Grimm’s attorneys argue there is no basis for the Roberts Court to grant the emergency stay requested by the school board. The board has “utterly failed to demonstrate that it will suffer irreparable harm” if Grimm is allowed to use the boys’ restroom at Gloucester High School while the Roberts Court considers stepping into the case at all, according to Grimm’s attorneys.

Attorneys for the school board filed their request with Chief Justice John Roberts, who handles petitions from the Fourth Circuit. Roberts can rule on the school board’s request to block the lower court decision, or he can refer the request to the entire Court to consider.

It is not known when Roberts or the Court will make that choice.

The Gloucester County School Board has argued that the Obama administration overstepped its authority in protecting transgender student rights.
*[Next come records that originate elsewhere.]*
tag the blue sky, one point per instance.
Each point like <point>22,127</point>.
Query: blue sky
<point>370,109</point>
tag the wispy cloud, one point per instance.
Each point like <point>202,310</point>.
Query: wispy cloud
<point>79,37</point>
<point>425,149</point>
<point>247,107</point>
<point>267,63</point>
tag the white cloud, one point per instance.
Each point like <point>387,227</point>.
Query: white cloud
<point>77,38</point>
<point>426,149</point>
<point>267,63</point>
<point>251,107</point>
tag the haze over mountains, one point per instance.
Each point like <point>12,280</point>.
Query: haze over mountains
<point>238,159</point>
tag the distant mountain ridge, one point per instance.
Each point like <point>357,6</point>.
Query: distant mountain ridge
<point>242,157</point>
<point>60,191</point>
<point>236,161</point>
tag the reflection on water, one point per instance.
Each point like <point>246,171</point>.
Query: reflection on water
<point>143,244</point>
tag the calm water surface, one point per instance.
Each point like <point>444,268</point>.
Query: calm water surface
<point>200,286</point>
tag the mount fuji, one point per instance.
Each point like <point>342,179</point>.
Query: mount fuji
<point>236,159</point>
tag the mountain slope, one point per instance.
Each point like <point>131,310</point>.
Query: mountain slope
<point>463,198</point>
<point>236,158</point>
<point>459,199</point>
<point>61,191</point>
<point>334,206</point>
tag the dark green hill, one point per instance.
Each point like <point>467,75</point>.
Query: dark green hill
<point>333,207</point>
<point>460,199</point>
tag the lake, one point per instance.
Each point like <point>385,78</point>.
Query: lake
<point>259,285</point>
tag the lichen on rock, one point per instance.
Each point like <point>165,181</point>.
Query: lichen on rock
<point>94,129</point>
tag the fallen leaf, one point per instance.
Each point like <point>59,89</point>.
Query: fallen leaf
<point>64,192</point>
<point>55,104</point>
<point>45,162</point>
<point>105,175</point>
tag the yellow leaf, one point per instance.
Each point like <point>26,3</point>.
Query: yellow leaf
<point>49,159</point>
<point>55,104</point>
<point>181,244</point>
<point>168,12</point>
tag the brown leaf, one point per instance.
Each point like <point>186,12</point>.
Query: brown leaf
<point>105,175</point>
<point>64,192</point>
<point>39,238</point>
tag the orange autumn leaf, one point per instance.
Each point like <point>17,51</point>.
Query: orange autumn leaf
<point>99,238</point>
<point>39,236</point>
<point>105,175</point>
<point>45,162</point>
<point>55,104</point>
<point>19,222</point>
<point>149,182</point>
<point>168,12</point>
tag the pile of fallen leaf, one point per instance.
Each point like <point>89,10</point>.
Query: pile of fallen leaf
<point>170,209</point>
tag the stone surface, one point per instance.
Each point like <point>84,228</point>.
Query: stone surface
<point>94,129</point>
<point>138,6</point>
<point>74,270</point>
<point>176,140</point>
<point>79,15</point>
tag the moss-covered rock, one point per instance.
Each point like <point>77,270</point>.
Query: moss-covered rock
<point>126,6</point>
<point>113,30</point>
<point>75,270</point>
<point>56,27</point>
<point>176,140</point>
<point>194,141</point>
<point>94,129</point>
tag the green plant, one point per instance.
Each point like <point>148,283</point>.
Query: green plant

Attorneys for the school board said that overreach began in 2012, when an administration agency issued an opinion that said refusing transgender students access to the bathrooms consistent with their gender identity violated Title IX.

The administration expanded that opinion in October 2015 and filed a friend of the court brief on Grimm’s behalf with the Fourth Circuit, arguing it was the administration’s position that the school board’s policy violated federal law.

The administration again expanded that opinion in May this year into a directive stating that should publicly funded schools deny transgender students access to facilities that conform to students’ gender identity, they would be in violation of federal law, subject to lawsuits, and risking their federal funding.

The Fourth Circuit relied heavily on these actions in initially siding with Grimm earlier this year.